L'annonce de la disparition de Bruno Salomone, ce dimanche 15 mars 2026, a plongé la France entière dans la stupeur et la tristesse. À seulement 55 ans, l'acteur, visage familier du petit écran et complice de Jean Dujardin, nous a quittés après un combat courageux contre une longue maladie. C'est son agent, Laurent Grégoire, qui a confirmé la nouvelle au nom de sa famille, évoquant une immense tristesse. Pour une génération entière, Bruno Salomone incarnait bien plus qu'un simple comédien : il était le père cool et décontracté de la série culte Fais pas ci, fais pas ça, une présence rassurante et humoristique qui a rythmé nos soirées. Entre sketchs emblématiques, rôles au cinéma et doublages iconiques, il laisse derrière lui une œuvre empreinte de gentillesse et d'un talent indéniable pour faire rire sans jamais faire de mal.

Une disparition soudaine qui émeut la France
La nouvelle est tombée en milieu d'après-midi, parvenant comme un coup de tonnerre dans un ciel déjà serein de printemps. Les réseaux sociaux se sont immédiatement enflammés, transformant le fil d'actualité en un livre d'or géant et spontané. Collègues, anonymes et fans ont partagé leur émoi, témoignant de l'affection que portait le public français à cet homme de télévision discret mais omniprésent. Si sa maladie restait privée, son absence laissera un vide tangible dans le paysage audiovisuel français.

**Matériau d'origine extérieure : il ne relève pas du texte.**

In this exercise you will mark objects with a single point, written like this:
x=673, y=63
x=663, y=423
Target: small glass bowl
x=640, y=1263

Cette onde de choc rappelle tristement d'autres adieux difficiles dans le monde du divertissement, comme nous l'avions vécu précédemment avec la mort de stars internationales. Il y a quelques années, la disparition de James Van Der Beek avait également suscité une vague de nostalgie chez ceux qui avaient grandi devant ses séries, prouvant que ces visages du petit écran font véritablement partie de notre vie familiale. Mais avec Bruno Salomone, c'est un pan de l'humour « bistrot » et familial, typiquement français, qui s'en va.

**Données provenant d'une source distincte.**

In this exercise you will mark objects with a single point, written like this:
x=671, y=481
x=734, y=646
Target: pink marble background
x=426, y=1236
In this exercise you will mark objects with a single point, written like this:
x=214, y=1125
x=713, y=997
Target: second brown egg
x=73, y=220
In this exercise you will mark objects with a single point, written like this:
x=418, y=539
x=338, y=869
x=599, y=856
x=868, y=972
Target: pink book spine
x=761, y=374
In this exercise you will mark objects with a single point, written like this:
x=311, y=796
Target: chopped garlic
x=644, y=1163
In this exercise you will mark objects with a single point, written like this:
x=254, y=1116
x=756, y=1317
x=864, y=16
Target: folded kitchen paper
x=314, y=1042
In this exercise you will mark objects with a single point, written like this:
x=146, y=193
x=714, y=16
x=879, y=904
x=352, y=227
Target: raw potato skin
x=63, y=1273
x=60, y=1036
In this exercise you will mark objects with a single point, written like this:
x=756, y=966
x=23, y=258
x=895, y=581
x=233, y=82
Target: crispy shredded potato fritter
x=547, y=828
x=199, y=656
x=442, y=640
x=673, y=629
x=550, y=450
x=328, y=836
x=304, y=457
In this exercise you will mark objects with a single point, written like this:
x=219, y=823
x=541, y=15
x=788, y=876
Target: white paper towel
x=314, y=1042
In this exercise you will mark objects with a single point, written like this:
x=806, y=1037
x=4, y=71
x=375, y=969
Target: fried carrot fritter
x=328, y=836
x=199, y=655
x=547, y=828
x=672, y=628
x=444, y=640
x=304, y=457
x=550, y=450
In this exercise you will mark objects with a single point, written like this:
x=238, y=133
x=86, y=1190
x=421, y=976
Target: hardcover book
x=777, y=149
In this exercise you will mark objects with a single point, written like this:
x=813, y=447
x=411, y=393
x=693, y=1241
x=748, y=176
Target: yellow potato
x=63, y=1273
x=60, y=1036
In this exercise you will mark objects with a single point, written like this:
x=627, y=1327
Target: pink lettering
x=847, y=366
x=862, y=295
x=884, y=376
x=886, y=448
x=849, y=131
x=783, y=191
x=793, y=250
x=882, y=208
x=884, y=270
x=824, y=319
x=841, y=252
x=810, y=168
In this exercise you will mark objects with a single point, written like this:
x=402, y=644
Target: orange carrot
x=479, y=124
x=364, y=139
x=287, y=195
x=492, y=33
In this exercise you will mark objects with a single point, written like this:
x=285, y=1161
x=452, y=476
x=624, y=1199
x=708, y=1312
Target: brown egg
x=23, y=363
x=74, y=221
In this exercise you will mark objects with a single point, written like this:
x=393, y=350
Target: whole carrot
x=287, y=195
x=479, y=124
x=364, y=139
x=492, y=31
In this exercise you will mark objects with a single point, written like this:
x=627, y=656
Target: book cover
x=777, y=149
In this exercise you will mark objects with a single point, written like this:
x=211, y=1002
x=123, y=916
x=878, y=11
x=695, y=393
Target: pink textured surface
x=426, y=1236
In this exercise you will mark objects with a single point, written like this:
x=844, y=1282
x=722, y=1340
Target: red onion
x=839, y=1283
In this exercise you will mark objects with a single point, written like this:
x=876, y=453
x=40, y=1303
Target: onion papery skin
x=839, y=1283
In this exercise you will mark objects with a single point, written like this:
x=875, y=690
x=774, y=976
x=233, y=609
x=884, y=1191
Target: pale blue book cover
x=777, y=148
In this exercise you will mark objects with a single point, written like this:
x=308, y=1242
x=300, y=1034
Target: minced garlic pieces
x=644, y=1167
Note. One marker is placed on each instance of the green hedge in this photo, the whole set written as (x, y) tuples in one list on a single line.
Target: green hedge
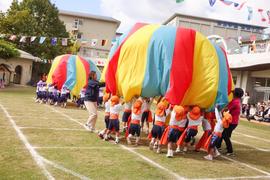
[(7, 50)]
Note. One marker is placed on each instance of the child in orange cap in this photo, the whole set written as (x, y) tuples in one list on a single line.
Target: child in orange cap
[(194, 120), (175, 129), (107, 115), (146, 113), (159, 126), (207, 123), (213, 140), (115, 109), (134, 127), (126, 114)]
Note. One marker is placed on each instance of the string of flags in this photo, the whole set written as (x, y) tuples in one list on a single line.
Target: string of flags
[(264, 14), (54, 40)]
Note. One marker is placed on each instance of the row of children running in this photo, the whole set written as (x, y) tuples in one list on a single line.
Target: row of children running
[(51, 95), (181, 129)]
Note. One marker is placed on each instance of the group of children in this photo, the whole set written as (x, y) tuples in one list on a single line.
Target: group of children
[(50, 94), (173, 125)]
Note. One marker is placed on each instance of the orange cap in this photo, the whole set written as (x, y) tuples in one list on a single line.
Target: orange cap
[(114, 100), (106, 97), (137, 107), (179, 112), (227, 119), (195, 113), (160, 111)]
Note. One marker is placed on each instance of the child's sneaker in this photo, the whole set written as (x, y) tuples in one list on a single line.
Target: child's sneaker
[(128, 141), (185, 149), (208, 157), (151, 145), (230, 154), (178, 150), (216, 153)]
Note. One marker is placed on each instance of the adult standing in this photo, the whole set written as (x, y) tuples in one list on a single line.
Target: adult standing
[(234, 108), (245, 102), (91, 99)]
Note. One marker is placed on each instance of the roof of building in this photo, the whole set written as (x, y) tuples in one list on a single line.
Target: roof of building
[(26, 55), (89, 16), (208, 19)]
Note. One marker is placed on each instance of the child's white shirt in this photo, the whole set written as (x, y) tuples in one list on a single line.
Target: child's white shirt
[(194, 122), (219, 126), (206, 125), (173, 122), (116, 109), (107, 107), (160, 118), (128, 105)]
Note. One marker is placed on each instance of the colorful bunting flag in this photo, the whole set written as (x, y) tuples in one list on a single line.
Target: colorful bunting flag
[(12, 37), (250, 13), (41, 40), (23, 39), (179, 1), (268, 14), (94, 42), (212, 2), (261, 13), (103, 42), (33, 38), (64, 41), (53, 41)]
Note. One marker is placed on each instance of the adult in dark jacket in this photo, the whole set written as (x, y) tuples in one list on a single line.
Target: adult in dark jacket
[(90, 100)]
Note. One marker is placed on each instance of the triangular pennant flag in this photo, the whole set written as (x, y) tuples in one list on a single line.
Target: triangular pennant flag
[(212, 2), (93, 42), (54, 41), (103, 42), (41, 40), (268, 14), (64, 41), (261, 13), (250, 12), (23, 39), (33, 38), (226, 2), (12, 37), (241, 6), (179, 1)]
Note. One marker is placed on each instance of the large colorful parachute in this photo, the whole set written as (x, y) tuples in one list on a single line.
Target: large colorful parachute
[(180, 64), (71, 71)]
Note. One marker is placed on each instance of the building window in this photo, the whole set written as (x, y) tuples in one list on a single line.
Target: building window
[(261, 82), (234, 79)]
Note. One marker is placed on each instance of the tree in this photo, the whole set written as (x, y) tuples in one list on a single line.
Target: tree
[(7, 50), (35, 18)]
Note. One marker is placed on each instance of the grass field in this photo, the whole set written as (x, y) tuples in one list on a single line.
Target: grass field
[(45, 142)]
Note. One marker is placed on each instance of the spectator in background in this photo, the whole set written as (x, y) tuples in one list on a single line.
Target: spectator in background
[(252, 112), (245, 102), (234, 108), (91, 99)]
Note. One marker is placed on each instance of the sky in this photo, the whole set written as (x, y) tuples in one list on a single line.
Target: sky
[(157, 11)]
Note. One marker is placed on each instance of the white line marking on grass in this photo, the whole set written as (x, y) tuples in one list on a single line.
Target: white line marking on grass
[(56, 129), (254, 137), (67, 116), (228, 178), (58, 166), (152, 162), (247, 165), (34, 154), (129, 149), (259, 149)]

Le combat contre la maladie
C'est par un communiqué officiel que l'entourage de l'artiste a précisé les circonstances de sa mort. Bruno Salomone s'est éteint « après s'être battu contre une longue maladie », précisant qu'il avait lutté avec force jusqu'au bout. Si la nature exacte de la pathologie n'a pas été révélée publiquement, ce souci du respect de sa vie privée n'a fait que renforcer le respect et la compassion du public. On apprend également que sa dernière apparition télévisuelle remonte à l'année dernière, dans la série A priori sur France 3, où il incarnait le capitaine Victor Montagnac. La chaîne avait d'ailleurs annoncé récemment que le rôle serait repris par le nageur Florent Manaudou pour la saison 2, prévue fin mars, le personnage de Salomone devant partir pour « de longues vacances ». On comprend aujourd'hui la tragique prémonition de ce scénario.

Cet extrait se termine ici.